KUALA LUMPUR: The report on the findings of the Council of Eminent Persons (CEP) in the first 100 days of the Pakatan Harapan (PH) administration can be made public.
However, there are two things involving laws and diplomatic relations which need to be vetted first as such things can be misused by certain parties.
Economist and CEP member Professor Jomo Kwame Sundaram said it was his personal opinion that there was no harm if the people wanted to see the report, as long as some sensitive issues were not revealed, for the sake of national interests.
“We need to be careful with this kind of information as there are some things which could affect Malaysia’s relations with other countries. But other things that don’t have anything to do with sensitive information can be revealed. Whatever it is, it is up to the prime minister,” he told the New Straits Times Press.
Jomo was commenting on DAP adviser Lim Kit Siang’s statement urging that the report be made public to allow the people to know the results and to get clear information as to the state of the administration.

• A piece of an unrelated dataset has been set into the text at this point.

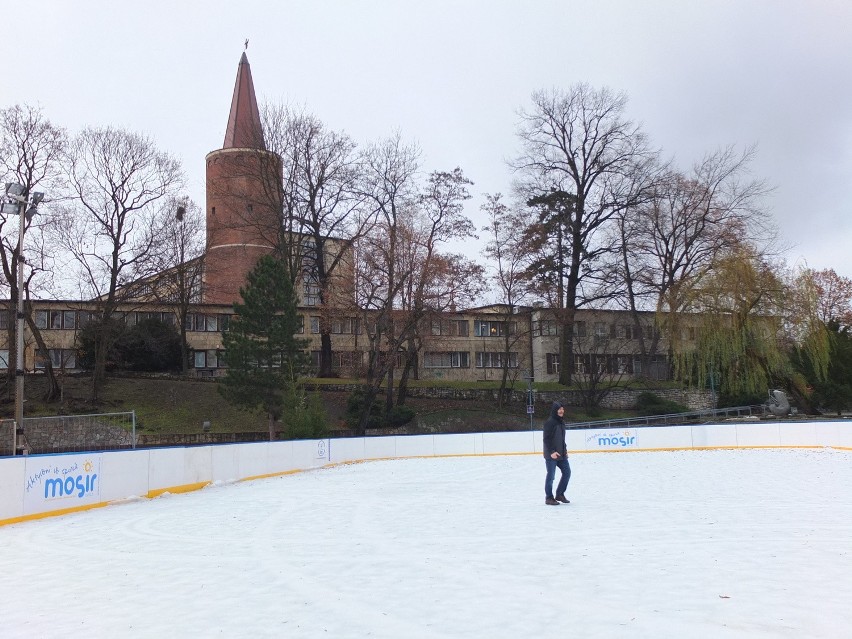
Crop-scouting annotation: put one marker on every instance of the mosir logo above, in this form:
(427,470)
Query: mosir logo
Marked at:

On the report itself, he said not all the five CEP members agreed on every single point, stressing however that this was commonplace as everyone had their own opinions.

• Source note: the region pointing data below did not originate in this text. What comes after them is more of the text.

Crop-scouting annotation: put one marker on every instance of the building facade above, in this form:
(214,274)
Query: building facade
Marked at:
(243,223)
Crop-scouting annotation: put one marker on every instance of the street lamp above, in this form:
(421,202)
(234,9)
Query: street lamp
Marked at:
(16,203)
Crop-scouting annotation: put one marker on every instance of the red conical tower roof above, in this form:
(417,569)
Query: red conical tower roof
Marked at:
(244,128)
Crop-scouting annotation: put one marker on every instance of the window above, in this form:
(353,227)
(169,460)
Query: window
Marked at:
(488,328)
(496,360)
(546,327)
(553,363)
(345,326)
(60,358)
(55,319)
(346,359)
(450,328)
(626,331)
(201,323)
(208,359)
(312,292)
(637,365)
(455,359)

He said it was not easy for everyone to come to a consensus, but at the end, the decision was placed in the hands of CEP chairman and former finance minister Tun Daim Zainuddin.
“If we were to have waited for all the CEP members to agree... I think until today that report would still not have been completed. However, in principle, all the members of the CEP agreed with the decisions made by the chairman (in drafting the report),” he said.
Jomo said the report was also drafted in order to assess the previous administration and contained certain criticisms, and if these were revealed to the public, it would seem as though the CEP had made their own conclusions.
“This is why I stress that we need to be careful with such information as not everything can be made public,” he said.
Prime Minister Tun Dr Mahathir Mohamad had said recently that the CEP report was a government matter and should not be made public.
“The CEP was formed to carry out a specific, special task, including investigating (certain issues) and filing reports... whether I receive the reports or otherwise, is my business. The main thing is that they provide the information that I need to make decisions, so this is a government matter,” he said.
The CEP was formed immediately after PH formed the government following its victory in the May 9 general election.
Besides Jomo and Daim, the other members were former Bank Negara governor Tan Sri Zeti Akhtar Aziz, Petronas president and chief executive Tan Sri Hassan Merican and corporate tycoon Robert Kuok.
In the 100 days it existed, CEP met with some 350 different people, including representatives of more than 200 organisations and agencies.